Un dress code différencié selon le genre est-il discriminatoire au Luxembourg ?
Réponse courte
Un dress code différencié selon le genre n'est pas automatiquement discriminatoire au Luxembourg, mais il le devient si les contraintes imposées à un sexe sont significativement plus lourdes que celles imposées à l'autre. L'obligation de porter des talons hauts pour les femmes alors que les hommes portent des chaussures plates, ou l'exigence de maquillage uniquement pour le personnel féminin, constituent des discriminations directes fondées sur le sexe.
Le critère déterminant est l'équivalence globale des exigences vestimentaires entre les genres, apprécié au regard des limites posées par la vie privée du salarié. L'employeur peut prescrire des tenues distinctes si elles sont adaptées aux usages professionnels et si les contraintes sont comparables en termes de coût, de confort et de liberté de mouvement. Toute exigence fondée sur des stéréotypes de genre est prohibée.
Définition
La discrimination vestimentaire fondée sur le genre désigne toute différence de traitement dans les exigences vestimentaires professionnelles qui pénalise un sexe par rapport à l'autre sans justification objective liée à la nature du travail.
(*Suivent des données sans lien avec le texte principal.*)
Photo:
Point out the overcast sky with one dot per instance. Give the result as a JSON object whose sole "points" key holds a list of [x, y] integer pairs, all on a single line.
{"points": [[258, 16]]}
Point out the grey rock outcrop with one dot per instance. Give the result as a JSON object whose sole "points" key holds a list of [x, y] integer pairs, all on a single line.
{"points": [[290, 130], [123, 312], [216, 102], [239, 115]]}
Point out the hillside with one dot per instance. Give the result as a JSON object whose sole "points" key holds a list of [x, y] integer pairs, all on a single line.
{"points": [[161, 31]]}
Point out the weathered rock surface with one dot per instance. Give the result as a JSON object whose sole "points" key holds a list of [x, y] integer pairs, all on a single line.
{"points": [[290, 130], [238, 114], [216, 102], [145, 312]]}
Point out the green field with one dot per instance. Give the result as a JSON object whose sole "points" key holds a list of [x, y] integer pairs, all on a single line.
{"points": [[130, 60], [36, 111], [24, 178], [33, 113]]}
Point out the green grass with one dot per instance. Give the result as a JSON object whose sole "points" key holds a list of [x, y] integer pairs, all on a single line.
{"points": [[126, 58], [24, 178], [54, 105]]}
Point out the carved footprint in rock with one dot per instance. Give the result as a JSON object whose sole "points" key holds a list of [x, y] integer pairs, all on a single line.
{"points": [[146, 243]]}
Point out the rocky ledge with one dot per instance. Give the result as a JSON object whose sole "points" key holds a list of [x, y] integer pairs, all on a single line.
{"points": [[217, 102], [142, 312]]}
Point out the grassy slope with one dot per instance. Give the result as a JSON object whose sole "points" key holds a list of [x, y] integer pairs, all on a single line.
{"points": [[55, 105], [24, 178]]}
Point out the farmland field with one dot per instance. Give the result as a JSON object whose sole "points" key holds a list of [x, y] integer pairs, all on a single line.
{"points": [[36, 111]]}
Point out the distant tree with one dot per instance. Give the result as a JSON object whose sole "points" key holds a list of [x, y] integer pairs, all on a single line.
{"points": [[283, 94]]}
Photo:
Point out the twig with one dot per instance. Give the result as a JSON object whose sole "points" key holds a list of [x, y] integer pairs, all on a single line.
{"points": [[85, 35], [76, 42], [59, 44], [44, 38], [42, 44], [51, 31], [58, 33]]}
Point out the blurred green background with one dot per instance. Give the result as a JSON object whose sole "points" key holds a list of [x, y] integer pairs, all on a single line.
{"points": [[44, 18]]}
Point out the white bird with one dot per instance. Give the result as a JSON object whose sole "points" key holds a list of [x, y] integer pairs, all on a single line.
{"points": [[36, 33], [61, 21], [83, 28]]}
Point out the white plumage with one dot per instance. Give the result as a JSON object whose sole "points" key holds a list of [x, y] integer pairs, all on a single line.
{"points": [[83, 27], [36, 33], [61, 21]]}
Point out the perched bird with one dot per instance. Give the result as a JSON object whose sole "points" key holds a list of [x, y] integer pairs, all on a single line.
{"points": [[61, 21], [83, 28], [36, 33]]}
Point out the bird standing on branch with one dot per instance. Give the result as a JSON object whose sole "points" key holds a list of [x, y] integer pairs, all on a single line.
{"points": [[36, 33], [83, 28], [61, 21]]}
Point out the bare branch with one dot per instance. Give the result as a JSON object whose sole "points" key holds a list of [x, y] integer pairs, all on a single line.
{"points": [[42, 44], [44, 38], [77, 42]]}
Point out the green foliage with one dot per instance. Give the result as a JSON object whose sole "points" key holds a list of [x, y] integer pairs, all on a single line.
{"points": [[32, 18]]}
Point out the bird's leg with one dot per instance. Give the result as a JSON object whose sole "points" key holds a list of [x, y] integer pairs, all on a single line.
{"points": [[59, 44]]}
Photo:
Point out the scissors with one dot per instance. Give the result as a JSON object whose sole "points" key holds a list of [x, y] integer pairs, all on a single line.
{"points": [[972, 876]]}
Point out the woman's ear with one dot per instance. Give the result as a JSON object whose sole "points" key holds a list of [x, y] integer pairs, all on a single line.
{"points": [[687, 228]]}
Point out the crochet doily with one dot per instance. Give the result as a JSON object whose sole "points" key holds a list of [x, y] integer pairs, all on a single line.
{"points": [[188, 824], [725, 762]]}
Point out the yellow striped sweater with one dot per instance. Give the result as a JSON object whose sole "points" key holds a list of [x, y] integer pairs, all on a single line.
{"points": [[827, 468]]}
Elle s'apprécie au regard du principe d'égalité de traitement entre hommes et femmes consacré par le Code du travail luxembourgeois, qui interdit toute discrimination directe ou indirecte fondée sur le sexe dans les conditions d'emploi et de travail.
Conditions d’exercice
Le caractère discriminatoire d'un dress code genré s'évalue au regard de critères objectifs de comparaison.
| Critère | Évaluation |
|---|---|
| Contrainte physique | Les exigences sont-elles comparables en termes de confort et de praticité ? |
| Coût financier | Le coût des tenues est-il équivalent pour les deux genres ? |
| Liberté de choix | Chaque genre dispose-t-il d'alternatives au sein du dress code ? |
| Stéréotypes | Les exigences renforcent-elles des stéréotypes de genre ? |
| Justification professionnelle | La différenciation est-elle liée aux usages du secteur ? |
| Identité de genre | Le salarié peut-il suivre le code de son genre d'identification ? |
| Impact sur la dignité | Les exigences portent-elles atteinte à la dignité du salarié ? |
Modalités pratiques
L'évaluation du caractère discriminatoire d'un dress code genré s'appuie sur une analyse comparative rigoureuse.
| Modalité | Contenu |
|---|---|
| Comparaison des exigences | Lister les obligations vestimentaires par genre et comparer point par point |
| Consultation des salariés | Recueillir les retours des salariés sur les contraintes ressenties |
| Avis de la délégation | Solliciter l'avis de la délégation du personnel |
| Benchmark sectoriel | Comparer avec les pratiques du secteur d'activité |
| Révision du dress code | Modifier les exigences déséquilibrées identifiées |
| Recours interne | Mettre en place un mécanisme de signalement des discriminations |
Pratiques et recommandations
Comparer objectivement les exigences vestimentaires imposées à chaque genre en termes de confort, de coût, de praticité et de liberté de mouvement, afin d'identifier et de corriger tout déséquilibre.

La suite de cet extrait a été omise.